Karen P. DePauw served as Vice President and Dean for Graduate Education and held academic appointments as tenured Professor in the Departments of Sociology and Department of Human Nutrition, Foods & Exercise at Virginia Tech in Blacksburg, Virginia from 2002 until her retirement in 2021. Her major accomplishments during her tenure include building a strong, diverse and inclusive graduate community; establishing the national award-winning innovative Graduate Life Center (GLC); and implementing the signature academic initiative known as Transformative Graduate Education (TGE), including the global perspectives and preparing the future professoriate programs. 

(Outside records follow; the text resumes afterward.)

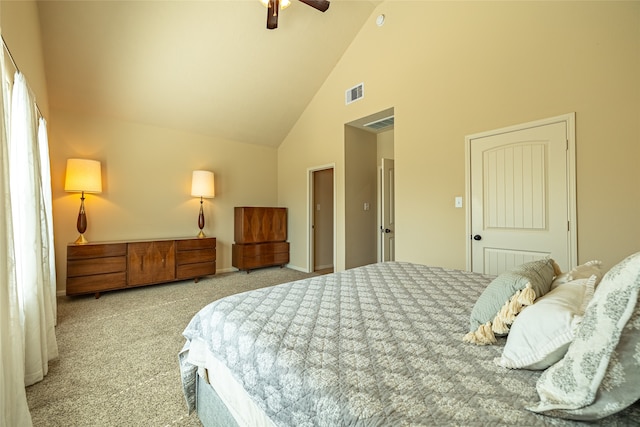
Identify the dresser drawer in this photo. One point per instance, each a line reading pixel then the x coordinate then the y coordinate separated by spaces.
pixel 86 267
pixel 188 271
pixel 96 251
pixel 249 262
pixel 192 257
pixel 195 244
pixel 264 249
pixel 96 283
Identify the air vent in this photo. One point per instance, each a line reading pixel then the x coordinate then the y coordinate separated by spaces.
pixel 354 94
pixel 381 123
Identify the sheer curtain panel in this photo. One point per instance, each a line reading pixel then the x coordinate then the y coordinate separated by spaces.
pixel 13 400
pixel 32 223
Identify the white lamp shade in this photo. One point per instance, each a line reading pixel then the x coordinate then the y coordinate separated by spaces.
pixel 202 184
pixel 83 175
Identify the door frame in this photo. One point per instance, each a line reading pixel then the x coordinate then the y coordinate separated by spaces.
pixel 310 209
pixel 570 120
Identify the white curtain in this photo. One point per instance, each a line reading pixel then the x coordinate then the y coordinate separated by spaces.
pixel 13 400
pixel 32 229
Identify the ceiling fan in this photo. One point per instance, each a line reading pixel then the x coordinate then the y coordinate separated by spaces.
pixel 274 6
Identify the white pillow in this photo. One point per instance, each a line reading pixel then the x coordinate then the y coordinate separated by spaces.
pixel 576 381
pixel 583 271
pixel 541 333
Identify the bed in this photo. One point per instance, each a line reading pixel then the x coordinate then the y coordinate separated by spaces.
pixel 377 345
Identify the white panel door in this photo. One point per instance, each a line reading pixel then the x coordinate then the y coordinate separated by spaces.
pixel 520 198
pixel 387 211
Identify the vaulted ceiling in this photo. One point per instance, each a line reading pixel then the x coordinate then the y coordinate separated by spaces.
pixel 208 67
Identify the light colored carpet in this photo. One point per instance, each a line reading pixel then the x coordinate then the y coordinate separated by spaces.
pixel 118 363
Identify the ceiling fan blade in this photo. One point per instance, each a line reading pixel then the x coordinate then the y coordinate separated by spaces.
pixel 273 9
pixel 321 5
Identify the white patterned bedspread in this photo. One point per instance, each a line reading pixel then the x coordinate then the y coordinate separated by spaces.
pixel 372 346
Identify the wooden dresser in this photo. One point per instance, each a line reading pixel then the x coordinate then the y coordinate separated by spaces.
pixel 260 235
pixel 104 266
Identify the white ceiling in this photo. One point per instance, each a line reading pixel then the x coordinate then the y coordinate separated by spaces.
pixel 208 67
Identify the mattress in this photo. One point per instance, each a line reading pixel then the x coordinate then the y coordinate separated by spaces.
pixel 376 345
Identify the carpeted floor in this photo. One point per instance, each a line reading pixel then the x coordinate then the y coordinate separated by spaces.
pixel 118 363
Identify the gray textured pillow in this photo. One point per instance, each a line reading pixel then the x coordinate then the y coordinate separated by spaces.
pixel 505 297
pixel 600 373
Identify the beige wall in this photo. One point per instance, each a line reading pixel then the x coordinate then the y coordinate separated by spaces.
pixel 146 170
pixel 21 30
pixel 452 69
pixel 147 182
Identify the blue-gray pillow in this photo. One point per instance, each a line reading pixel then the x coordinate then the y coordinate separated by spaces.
pixel 600 373
pixel 505 297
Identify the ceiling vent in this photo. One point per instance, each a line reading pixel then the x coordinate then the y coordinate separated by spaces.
pixel 381 123
pixel 354 94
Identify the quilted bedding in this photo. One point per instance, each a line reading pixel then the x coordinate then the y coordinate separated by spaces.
pixel 375 345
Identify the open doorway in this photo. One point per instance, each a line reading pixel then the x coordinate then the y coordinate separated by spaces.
pixel 367 141
pixel 322 220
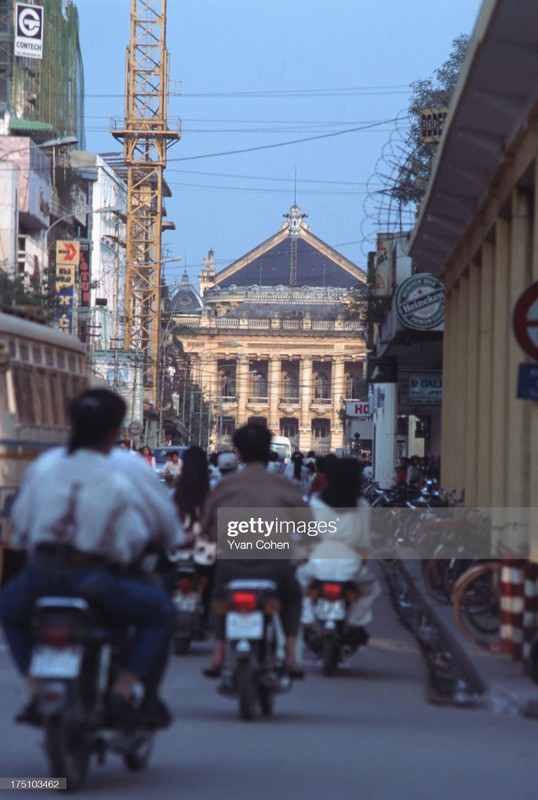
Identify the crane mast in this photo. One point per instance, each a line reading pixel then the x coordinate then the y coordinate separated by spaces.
pixel 146 138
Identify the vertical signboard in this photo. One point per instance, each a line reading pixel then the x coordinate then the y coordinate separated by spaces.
pixel 84 274
pixel 432 121
pixel 383 265
pixel 67 260
pixel 28 31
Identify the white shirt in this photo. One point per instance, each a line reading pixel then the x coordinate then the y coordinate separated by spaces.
pixel 338 555
pixel 94 502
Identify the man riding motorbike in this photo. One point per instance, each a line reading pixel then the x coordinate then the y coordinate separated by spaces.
pixel 342 555
pixel 255 487
pixel 82 519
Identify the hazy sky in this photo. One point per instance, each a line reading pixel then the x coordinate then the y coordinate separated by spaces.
pixel 258 74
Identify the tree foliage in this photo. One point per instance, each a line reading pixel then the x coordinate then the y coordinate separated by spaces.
pixel 414 171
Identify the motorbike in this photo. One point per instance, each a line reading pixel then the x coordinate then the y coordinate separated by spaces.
pixel 253 669
pixel 187 597
pixel 189 587
pixel 75 658
pixel 328 638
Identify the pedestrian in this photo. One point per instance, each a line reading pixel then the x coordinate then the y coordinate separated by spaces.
pixel 147 456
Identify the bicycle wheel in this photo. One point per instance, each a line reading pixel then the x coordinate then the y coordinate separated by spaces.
pixel 433 570
pixel 477 604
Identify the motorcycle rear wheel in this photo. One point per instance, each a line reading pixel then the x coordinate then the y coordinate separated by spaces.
pixel 68 747
pixel 246 690
pixel 329 655
pixel 137 759
pixel 267 701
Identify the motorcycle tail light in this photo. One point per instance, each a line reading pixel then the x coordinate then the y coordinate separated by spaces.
pixel 244 601
pixel 271 606
pixel 58 634
pixel 332 591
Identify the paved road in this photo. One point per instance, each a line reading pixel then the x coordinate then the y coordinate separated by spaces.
pixel 366 733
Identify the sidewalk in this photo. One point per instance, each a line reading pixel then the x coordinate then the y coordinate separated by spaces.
pixel 495 680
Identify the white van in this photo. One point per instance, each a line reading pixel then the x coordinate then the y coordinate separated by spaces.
pixel 284 446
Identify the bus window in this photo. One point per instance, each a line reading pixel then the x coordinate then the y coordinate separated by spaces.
pixel 24 394
pixel 54 392
pixel 44 406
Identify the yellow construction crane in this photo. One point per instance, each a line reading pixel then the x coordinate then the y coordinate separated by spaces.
pixel 146 138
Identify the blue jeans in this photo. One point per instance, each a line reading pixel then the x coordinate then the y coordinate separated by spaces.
pixel 122 601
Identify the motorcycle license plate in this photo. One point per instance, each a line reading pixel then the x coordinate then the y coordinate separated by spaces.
pixel 244 626
pixel 330 609
pixel 184 602
pixel 53 662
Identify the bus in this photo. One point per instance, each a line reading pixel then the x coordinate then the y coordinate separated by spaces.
pixel 41 370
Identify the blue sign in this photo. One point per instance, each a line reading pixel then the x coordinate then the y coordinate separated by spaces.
pixel 527 382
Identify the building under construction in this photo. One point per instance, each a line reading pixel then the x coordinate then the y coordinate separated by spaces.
pixel 43 95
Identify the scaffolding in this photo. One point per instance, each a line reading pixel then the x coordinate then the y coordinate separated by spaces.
pixel 146 137
pixel 47 91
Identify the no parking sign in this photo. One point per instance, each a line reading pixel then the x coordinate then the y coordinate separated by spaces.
pixel 525 321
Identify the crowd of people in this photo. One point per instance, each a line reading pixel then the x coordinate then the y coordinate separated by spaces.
pixel 415 470
pixel 88 512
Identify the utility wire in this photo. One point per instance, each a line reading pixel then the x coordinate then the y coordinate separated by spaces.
pixel 284 144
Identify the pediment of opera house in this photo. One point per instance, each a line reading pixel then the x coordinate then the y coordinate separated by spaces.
pixel 293 257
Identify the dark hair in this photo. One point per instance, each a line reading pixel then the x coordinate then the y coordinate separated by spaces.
pixel 93 415
pixel 253 443
pixel 297 461
pixel 192 485
pixel 343 482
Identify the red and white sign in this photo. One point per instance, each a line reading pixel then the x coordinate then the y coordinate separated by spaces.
pixel 360 409
pixel 525 321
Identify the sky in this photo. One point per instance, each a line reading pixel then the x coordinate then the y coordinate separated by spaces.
pixel 278 100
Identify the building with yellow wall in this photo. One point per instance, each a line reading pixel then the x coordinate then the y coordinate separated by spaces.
pixel 478 230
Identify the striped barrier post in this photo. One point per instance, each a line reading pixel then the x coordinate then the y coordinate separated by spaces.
pixel 512 607
pixel 530 611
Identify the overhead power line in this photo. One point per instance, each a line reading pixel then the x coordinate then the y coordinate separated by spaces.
pixel 286 144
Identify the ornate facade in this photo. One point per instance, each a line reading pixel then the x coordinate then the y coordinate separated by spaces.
pixel 273 339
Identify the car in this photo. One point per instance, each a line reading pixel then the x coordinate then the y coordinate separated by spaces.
pixel 160 453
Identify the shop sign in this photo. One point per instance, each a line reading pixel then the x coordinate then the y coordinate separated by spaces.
pixel 360 409
pixel 432 122
pixel 29 31
pixel 426 387
pixel 420 302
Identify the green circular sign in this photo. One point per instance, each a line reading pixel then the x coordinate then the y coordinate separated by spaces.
pixel 420 302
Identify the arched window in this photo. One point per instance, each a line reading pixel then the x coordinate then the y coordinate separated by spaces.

As an academic administrator, she was a strong advocate for diversity and equity in higher education and has spoken at national conferences on changing roles and responsibilities of faculty, preparing the future professoriate and change facing the 21st century University.  In 2016, the Council of Graduate Schools’ (CGS) Board of Directors honored Dr. DePauw with the first Debra W. Stewart Award for outstanding leadership in graduate education. Dr. DePauw was chosen because of her strong reputation for ethics and integrity, her history of active participation in the graduate community, and her record of strategic vision and actions resulting in meaningful impacts.

In 2016, she also received the Outstanding Contributions to Graduate Education award in the Southern Region award from CSGS. In 2015 she received Virginia Tech’s Presidential Principles of Community Award in recognition of her international leadership in inclusive graduate education.

Dr. DePauw held several leadership roles in graduate education during her career.  She was a founding member and Facilitator/Chair for the Virginia Council of Graduate School (VCGS), served as President of the Council of Southern Graduate Schools (CSGS) 2007-2008, served as Chair of the 2010 Board of Directors of the Council of Graduate Schools (CGS), and served as Chair of the GRE Board (2013-2014).  She has been a panelist, speaker and presenter at regional affiliates (CSGS, WAGS), national meetings and workshops (CGS, NSF IGERT, Advance/NSF), and international conferences (European University Association, Council of Doctoral Education). She served as the Principal Investigator for a planning grant from NSF/AGEP to develop a model for the Virginia Alliance for Graduate Education and the Professoriate.  She served as principal investigator when the Graduate School was selected as research partner in the CGS initiative, “Modeling Effective Research Ethics Education in Graduate International Collaborations” (2012-2014).  

Dr. DePauw is an internationally recognized scholar in the fields of adapted physical activity, disability sport and disability studies.  She has published extensively, presented keynote and scholar lectures (more than 150) around the world.  Her scholarship has focused on inclusion, equity issues, social construction of disability, and sociology of the body.  In recognition of her scholarly contributions, she was elected as a member of the American Academy for Kinesiology in 1997.  Throughout her academic career, she has served in leadership positions for national and international associations, received numerous honors and awards and has worked extensively with the United States Olympic Committee, the International Paralympic Committee and the Olympic & Paralympic Congresses since 1984.
   
Dr. DePauw holds a bachelor’s degree in sociology from Whittier College, a master’s degree in Special Education from California State University, Long Beach, and a Ph.D. in Kinesiology from Texas Woman’s University.  In the 1970s, she taught with the Los Angeles City and Los Angeles County Schools and California State University – Los Angeles before moving to Washington State University, where she served for 22 years on the faculty and as an administrator.